Os ouvidos, os olhos e o coração abertos
O insucesso do futuro governo pode significar a volta da extrema direita
É preciso estar com Lula para derrotar a extrema direita e reconstruir o Brasil
Não foi nada fácil. Golpe de 2016, governo Temer, feminicídio político de Marielle Franco, reforma trabalhista, PEC do teto de gastos, eleição de Bolsonaro, elogios à tortura, pandemia, negação da vacina, mais de 690 mil mortos, orçamento secreto, promoção do armamento de civis, desemprego, racismo de Estado e fome.
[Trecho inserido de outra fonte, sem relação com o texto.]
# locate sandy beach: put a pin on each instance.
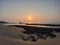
(12, 36)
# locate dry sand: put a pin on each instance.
(12, 36)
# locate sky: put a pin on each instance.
(40, 11)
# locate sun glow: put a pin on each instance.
(30, 18)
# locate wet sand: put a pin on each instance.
(12, 36)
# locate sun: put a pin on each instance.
(30, 18)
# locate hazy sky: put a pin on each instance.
(42, 11)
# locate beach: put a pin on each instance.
(12, 36)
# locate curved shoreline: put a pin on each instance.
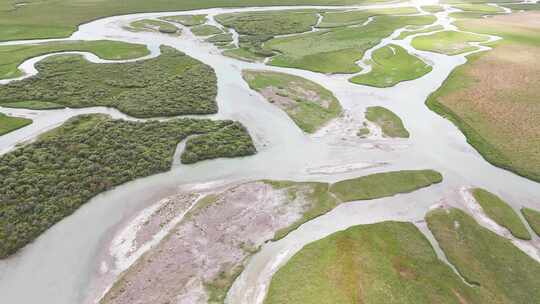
(435, 142)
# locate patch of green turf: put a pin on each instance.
(448, 42)
(479, 8)
(205, 30)
(488, 138)
(32, 105)
(186, 20)
(499, 211)
(357, 17)
(168, 85)
(390, 124)
(243, 54)
(388, 262)
(384, 184)
(153, 25)
(406, 34)
(11, 56)
(9, 123)
(49, 179)
(270, 23)
(337, 50)
(523, 6)
(255, 28)
(502, 273)
(533, 218)
(231, 141)
(308, 104)
(391, 65)
(432, 8)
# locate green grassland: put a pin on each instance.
(32, 105)
(269, 23)
(388, 262)
(205, 30)
(502, 273)
(230, 141)
(433, 28)
(309, 105)
(153, 25)
(432, 8)
(391, 65)
(9, 123)
(255, 28)
(499, 211)
(186, 20)
(533, 218)
(46, 19)
(243, 54)
(337, 50)
(168, 85)
(384, 184)
(50, 178)
(447, 42)
(390, 124)
(11, 56)
(357, 17)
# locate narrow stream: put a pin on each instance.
(61, 265)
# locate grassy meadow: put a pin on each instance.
(10, 123)
(493, 98)
(168, 85)
(11, 56)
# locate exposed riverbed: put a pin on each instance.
(62, 264)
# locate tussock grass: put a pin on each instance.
(11, 56)
(391, 65)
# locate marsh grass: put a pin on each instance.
(391, 65)
(11, 56)
(168, 85)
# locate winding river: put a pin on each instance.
(61, 265)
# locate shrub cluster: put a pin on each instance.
(169, 85)
(49, 179)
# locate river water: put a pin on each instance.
(61, 265)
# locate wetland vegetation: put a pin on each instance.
(388, 262)
(168, 85)
(11, 56)
(230, 141)
(391, 65)
(10, 123)
(448, 42)
(308, 104)
(493, 98)
(52, 177)
(477, 253)
(336, 50)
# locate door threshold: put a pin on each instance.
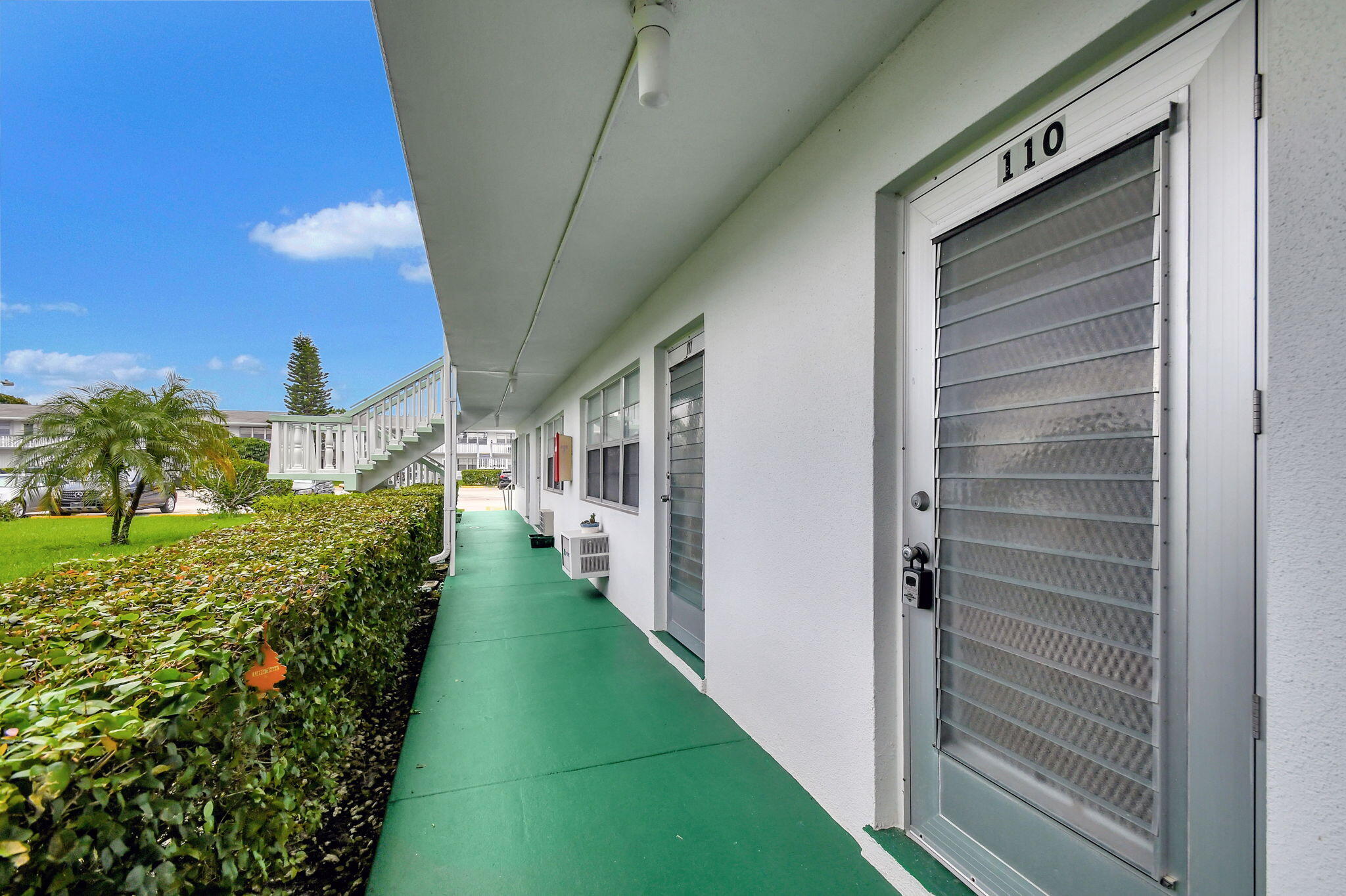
(682, 658)
(909, 865)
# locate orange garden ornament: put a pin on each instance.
(267, 675)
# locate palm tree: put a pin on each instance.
(122, 441)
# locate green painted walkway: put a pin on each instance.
(556, 752)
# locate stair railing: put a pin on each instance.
(338, 443)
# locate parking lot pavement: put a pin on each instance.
(482, 498)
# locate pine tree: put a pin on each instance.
(306, 384)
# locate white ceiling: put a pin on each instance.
(501, 104)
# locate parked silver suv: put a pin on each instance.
(76, 497)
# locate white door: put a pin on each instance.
(685, 497)
(1080, 369)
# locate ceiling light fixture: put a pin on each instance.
(653, 24)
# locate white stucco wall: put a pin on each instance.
(787, 287)
(1306, 449)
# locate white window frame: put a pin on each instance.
(549, 430)
(628, 413)
(1221, 261)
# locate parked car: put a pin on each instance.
(11, 497)
(77, 497)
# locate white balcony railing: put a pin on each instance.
(340, 443)
(12, 441)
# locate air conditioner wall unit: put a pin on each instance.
(584, 554)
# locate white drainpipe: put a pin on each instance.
(450, 409)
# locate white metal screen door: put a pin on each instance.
(685, 497)
(1077, 653)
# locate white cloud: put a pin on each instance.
(57, 369)
(65, 307)
(243, 363)
(350, 231)
(416, 273)
(22, 307)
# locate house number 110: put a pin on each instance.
(1036, 147)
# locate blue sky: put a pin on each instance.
(189, 185)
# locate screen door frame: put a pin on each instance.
(1202, 73)
(683, 621)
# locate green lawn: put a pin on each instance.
(27, 545)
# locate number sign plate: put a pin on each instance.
(1023, 155)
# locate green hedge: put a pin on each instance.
(136, 759)
(481, 477)
(295, 503)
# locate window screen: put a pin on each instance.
(1048, 397)
(611, 428)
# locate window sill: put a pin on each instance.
(625, 509)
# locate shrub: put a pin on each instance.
(294, 503)
(136, 759)
(256, 450)
(481, 477)
(249, 483)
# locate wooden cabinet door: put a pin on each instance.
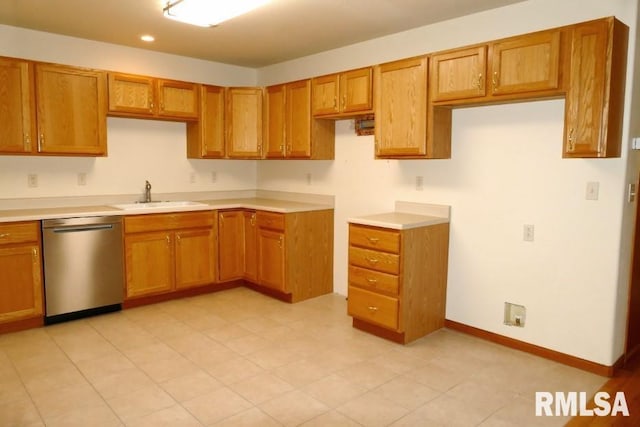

As eleições foram uma rara oportunidade de frear a escalada autoritária e o campo democrático, apesar das idas e vindas, soube aproveitá-la.
Lula venceu a disputa contra Bolsonaro e impôs uma importante derrota à extrema direita brasileira. Com mais de 60 milhões de votos, ele foi o único capaz de articular uma política vitoriosa. Animado pela vontade dos mais pobres, Lula provou ser, ainda, a maior liderança popular do país.
Por outro lado, Bolsonaro conseguiu 58 milhões de votos no segundo turno – apenas 3,28 pontos percentuais atrás do vencedor. Deixa uma herança maldita. Segundo o balanço publicado pela equipe de transição, “há um verdadeiro apagão fiscal, que compromete os serviços públicos essenciais aos mais pobres”. A herança maldita de Bolsonaro é ainda pior se considerarmos a situação política: a extrema direita está mais organizada do que nunca.
No Congresso Nacional, somente o PL, partido do atual presidente, elegeu 14 senadores e 99 deputados. Alcançou, assim, a maior bancada nas duas Casas legislativas. A extrema direita também consegue ocupar as ruas e pratica atos públicos violentos, como vimos no dia da diplomação de Lula (12/12) em Brasília. Um outro elemento a ser considerado talvez seja o mais perigoso, há setores radicais de direita que estão armados até os dentes.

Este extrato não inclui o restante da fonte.